The following Pennsylvania rules and/or applicable comments have been modified:
- Rule 1.0 Terminology
- Rule 1.1 Competence
- Rule 1.4 Communication
- Rule 1.6 Confidentiality
- Rule 1.17 Sale of Law Practice
- Rule 1.18 Duties to Prospective Clients
- Rule 4.4 Respect for Rights of Third Persons
- Rule 5.3 Responsibilities Regarding Nonlawyer Assistants
- Rule 5.5 Unauthorized Practice of Law; Multijurisdictional Practice Of Law
- Rule 7.1 Communications Concerning a Lawyer’s Service
- Rule 7.2 Advertising
- Rule 7.3 Solicitation of Clients
Attorneys practicing in Pennsylvania are advised to read the rules as well as comments in order to become completely familiar with the new requirements. A few of the principal areas covered are discussed below.
Although the text of Rule 1.1* relating to Competence remains the same under the Amendments, Comment 6 (Maintaining Competence) is revised as follows: “To maintain the requisite knowledge and skill, a lawyer should keep abreast of changes in the law and its practice, including the benefits and risks associated with technology, engage in continuing study and education and comply with all continuing legal education requirements to which the lawyer is subject.” (Underlined language represents language inserted pursuant to the amendment.) These violations could include transgressions such as maintaining a weak password, neglecting to utilize a metadata scrubber or ignoring the internet as a discovery tool. The message is clear – mastering substantive law is not enough. All lawyers must acquire technological skill in order to continue serving clients efficiently AND ethically.
The amendment to Rule 4.4(b) clarifies that a lawyer receiving electronically stored information that he or she knows or reasonably should know was sent inadvertently must promptly notify the sender of the mistake. Comment 2 specifies that the duty to notify extends to metadata. (Metadata is the embedded information contained within electronic documents that lays out the document’s history, tracking, and management. Referred to as “data about data”, it reveals characteristics such as title, date, and author of a document. Additional information includes modifications or deletions previously made to a document - not intended to be revealed or disclosed.)
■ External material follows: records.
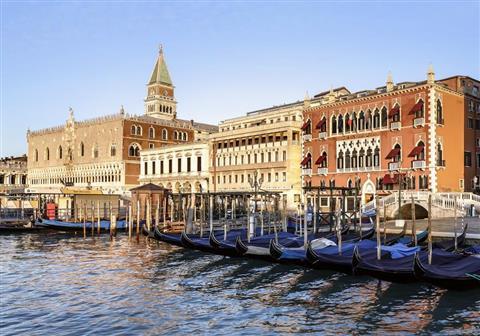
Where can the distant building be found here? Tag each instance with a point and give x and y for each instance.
(422, 135)
(180, 168)
(13, 174)
(267, 141)
(104, 153)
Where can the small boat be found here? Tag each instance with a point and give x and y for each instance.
(448, 270)
(449, 245)
(330, 258)
(395, 264)
(76, 226)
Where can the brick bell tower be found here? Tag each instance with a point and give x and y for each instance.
(160, 101)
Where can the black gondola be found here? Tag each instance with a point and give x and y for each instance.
(448, 270)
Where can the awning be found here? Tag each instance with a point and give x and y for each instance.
(305, 160)
(389, 180)
(393, 153)
(305, 125)
(394, 111)
(321, 123)
(417, 107)
(320, 159)
(416, 151)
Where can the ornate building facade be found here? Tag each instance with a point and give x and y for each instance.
(13, 174)
(421, 135)
(180, 168)
(104, 152)
(267, 141)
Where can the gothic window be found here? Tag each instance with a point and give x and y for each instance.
(376, 157)
(134, 150)
(361, 121)
(334, 125)
(376, 119)
(340, 160)
(384, 117)
(348, 123)
(113, 150)
(340, 124)
(439, 112)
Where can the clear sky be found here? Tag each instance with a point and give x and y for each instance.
(225, 59)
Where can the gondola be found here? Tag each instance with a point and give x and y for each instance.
(448, 270)
(329, 257)
(395, 264)
(170, 238)
(449, 245)
(78, 226)
(393, 239)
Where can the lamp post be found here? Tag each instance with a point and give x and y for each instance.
(255, 184)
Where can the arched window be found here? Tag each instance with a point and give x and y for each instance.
(439, 112)
(368, 120)
(440, 161)
(340, 124)
(376, 157)
(354, 159)
(134, 150)
(113, 150)
(384, 117)
(369, 158)
(348, 123)
(376, 119)
(340, 160)
(334, 125)
(361, 121)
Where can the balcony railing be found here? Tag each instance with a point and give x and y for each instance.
(393, 165)
(419, 122)
(322, 170)
(395, 125)
(307, 171)
(307, 137)
(418, 164)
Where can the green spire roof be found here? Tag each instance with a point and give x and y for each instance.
(160, 72)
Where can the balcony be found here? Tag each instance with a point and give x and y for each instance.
(307, 137)
(396, 125)
(307, 171)
(322, 170)
(394, 166)
(418, 164)
(419, 122)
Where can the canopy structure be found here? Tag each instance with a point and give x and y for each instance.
(416, 151)
(394, 111)
(393, 153)
(417, 107)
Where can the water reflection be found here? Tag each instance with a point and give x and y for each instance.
(63, 284)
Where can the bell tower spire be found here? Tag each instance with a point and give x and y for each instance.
(160, 101)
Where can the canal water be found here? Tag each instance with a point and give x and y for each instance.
(56, 284)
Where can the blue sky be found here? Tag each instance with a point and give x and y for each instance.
(225, 59)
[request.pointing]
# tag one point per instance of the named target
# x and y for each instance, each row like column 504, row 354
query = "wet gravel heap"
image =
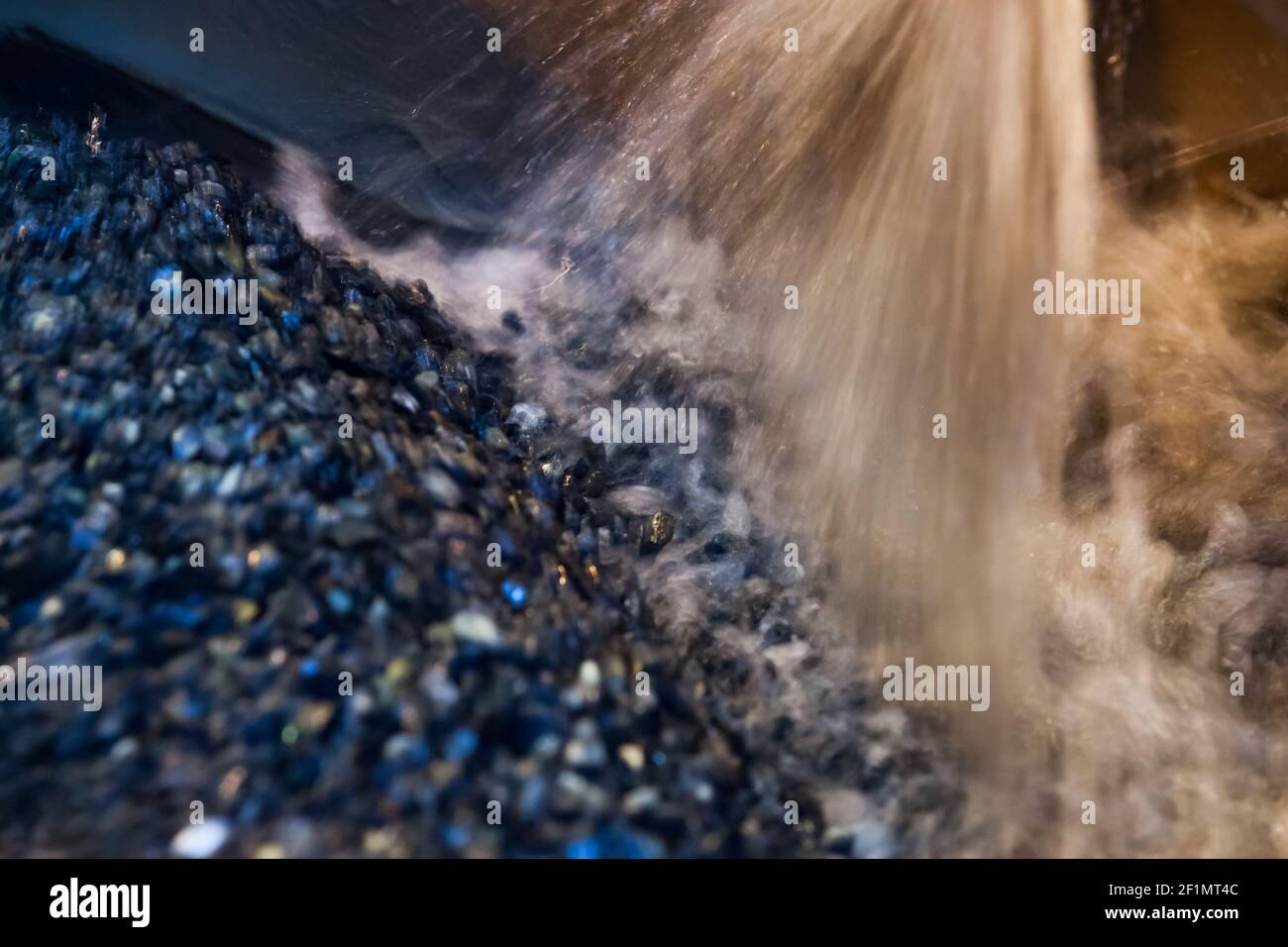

Attorney client relationships are still by and large developed in the traditional manner - in person and in an attorney’s office. However, prospective client relationships and the accompanying obligations set forth in Rule 1.18 also now arise via e-mail, websites and other electronic means. The factors considered in determining whether such a relationship has been formed include:
- Whether the lawyer encouraged or solicited inquiries about a proposed representation (as opposed to just posting general information on the website);
- Whether the person encountered any warnings or cautionary statements that wer intended to limit, condition, waive or disclaim the lawyer’s obligations;
- Whether those warnings or cautionary statements were clear and reasonably understandable; and
- Whether the lawyer acted or communicated in a manner that was contrary to the warnings or cautionary statements.
One remedy is to place a disclaimer alongside the inquiry form that appears on the law firm’s website.
Sample Disclaimer for Inquiry Forms on Websites: “The use of the Internet or this form for communication with the firm or any individual member of the firm does not establish an attorney-client relationship. Confidential or time-sensitive information should not be sent through this form.”
Attorneys who continue to stick their heads in the sand regarding technological developments and concepts could be in for a rude awakening. Those who fail to keep up with the times could very well inadvertently violate their ethical duties.
Thanks to Carole Levitt (President of Internet for Lawyers) who first made me aware of this significant development and directed me to “Justices Add Tech Savvy to Professional Responsibility”.
* Both MRPC 1.1 and Pennsylvania Rule 1.1 provide: “A lawyer shall provide competent representation to a client. Competent representation requires the legal knowledge, skill, thoroughness and preparation reasonably necessary for the representation.”